Auf ihrer Pressekonferenz zum Integrationgipfel am 2. März befragten Journalisten Angela Merkel auch zu dem Migrantenandrang an der Grenze zwischen der Türkei und Griechenland. Gibt es nicht ein Abkommen zwischen der EU und der Türkei vom März 2016, das Erdogan – gegen umfangreiche Zahlungen der EU – dazu verpflichtet, Migranten zurückzuhalten?

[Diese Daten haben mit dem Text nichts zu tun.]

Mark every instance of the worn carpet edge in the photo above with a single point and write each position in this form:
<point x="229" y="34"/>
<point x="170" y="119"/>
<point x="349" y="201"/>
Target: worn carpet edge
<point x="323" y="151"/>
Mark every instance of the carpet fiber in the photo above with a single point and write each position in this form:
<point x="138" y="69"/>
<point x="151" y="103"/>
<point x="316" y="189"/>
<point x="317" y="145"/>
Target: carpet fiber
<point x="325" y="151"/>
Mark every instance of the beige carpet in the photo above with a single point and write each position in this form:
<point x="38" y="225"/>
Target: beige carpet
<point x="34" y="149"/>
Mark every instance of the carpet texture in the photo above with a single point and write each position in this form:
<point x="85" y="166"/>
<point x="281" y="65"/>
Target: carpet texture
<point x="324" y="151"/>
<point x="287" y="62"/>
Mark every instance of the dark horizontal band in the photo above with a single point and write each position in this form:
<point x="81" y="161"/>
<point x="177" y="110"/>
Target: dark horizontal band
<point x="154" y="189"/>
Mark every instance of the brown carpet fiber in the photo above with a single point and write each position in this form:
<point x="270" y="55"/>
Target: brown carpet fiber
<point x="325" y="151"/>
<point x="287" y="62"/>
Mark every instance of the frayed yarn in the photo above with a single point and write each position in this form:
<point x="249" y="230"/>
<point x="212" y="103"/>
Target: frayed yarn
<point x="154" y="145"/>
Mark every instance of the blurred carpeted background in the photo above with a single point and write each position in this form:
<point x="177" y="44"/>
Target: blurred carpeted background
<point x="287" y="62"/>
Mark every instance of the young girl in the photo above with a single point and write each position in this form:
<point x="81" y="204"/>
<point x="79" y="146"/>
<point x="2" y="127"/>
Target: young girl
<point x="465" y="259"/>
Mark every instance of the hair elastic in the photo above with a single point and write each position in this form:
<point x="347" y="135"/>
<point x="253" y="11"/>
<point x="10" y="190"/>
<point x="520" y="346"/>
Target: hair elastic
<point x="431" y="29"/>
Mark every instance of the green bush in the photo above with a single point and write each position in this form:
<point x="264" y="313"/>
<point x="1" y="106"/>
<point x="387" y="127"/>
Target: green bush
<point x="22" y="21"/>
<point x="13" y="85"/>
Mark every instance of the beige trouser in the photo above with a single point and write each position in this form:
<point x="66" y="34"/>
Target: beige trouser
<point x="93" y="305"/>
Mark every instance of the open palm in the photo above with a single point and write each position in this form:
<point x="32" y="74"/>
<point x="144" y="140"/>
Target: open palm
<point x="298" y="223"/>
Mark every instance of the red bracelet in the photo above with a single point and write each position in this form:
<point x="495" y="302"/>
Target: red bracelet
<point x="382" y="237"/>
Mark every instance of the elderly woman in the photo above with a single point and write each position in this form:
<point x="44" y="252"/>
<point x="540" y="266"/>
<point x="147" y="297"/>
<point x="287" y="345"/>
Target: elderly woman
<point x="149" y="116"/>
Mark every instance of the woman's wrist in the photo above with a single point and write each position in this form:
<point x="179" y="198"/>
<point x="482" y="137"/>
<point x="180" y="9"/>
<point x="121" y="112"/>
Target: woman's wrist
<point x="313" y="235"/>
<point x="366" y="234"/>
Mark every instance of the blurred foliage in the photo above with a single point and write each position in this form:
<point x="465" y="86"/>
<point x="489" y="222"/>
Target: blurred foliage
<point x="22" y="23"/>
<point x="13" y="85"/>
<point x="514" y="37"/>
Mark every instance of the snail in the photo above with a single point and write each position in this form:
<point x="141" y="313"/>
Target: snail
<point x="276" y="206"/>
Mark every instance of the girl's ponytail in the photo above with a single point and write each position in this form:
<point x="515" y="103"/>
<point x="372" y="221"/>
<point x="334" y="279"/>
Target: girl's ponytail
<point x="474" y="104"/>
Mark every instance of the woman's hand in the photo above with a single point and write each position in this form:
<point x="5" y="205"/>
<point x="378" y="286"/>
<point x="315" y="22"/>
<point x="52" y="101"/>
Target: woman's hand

Angela Merkel antwortete darauf mit einem so merkwürdig gewundenen Satz, dass es Mühe kostet, ihn zu zergliedern: „Für mich ist es eine Option, mit der Türkei zu sprechen, damit wir zu dem Zustand zurückkehren, den wir hatten, nämlich dass die Türkei durch die zusätzlichen Belastungen die Möglichkeit bekommt, ihre Verpflichtungen auch zu erfüllen mit unserer Unterstützung.“
Sie sprach also nicht von einem „Abkommen“, sondern von einem „Zustand“, zu dem es zurückzukehren gelte. Die Formulierung, die Türkei bekäme durch die „zusätzlichen Belastungen die Möglichkeit, ihre Verpflichtungen zu erfüllen“, ergibt wenig Sinn. Möglicherweise meinte sie ‚trotz der Belastungen’. Interessant sind aber vor allem die Begriffe ‚Zustand’, ‚Verpflichtungen’ und ‚unsere Unterstützung’. In der Tagesschau vom Montag, in der Merkels Stellungnahme zu hören war, benutzte die Redaktion in ihren Beiträgen den Begriff „Abkommen“, an einer Stelle auch „gemeinsames Flüchtlingsabkommen“ – so, als gäbe es auch einseitige. Die Sprachregelung gilt in den meisten Medien als etabliert: meist ist von dem „EU-Türkei-Flüchtlingsabkommen“ von 2016 die Rede, das Merkel zusammen mit dem niederländischen Premierminister und EU-Ratspräsidenten Mark Rutte seinerzeit ausgehandelt hatte – und gegen das Erdogan jetzt zu verstoßen scheint. Dieses Abkommen gilt bis heute vor allem als Merkels Deal, als Meisterprobe ihres Verhandlungsgeschicks. Um es vorwegzunehmen: ein Abkommen im Sinn eines unterschriebenen und von Parlamenten ratifizierten Vertrags existierte nie. Was stattdessen existiert, steht rechtlich auf wackligem Grund. Welche Nebenabsprachen die beiden Regierungschefs damals mit der Türkei trafen, liegt bis heute im Halbdunkel.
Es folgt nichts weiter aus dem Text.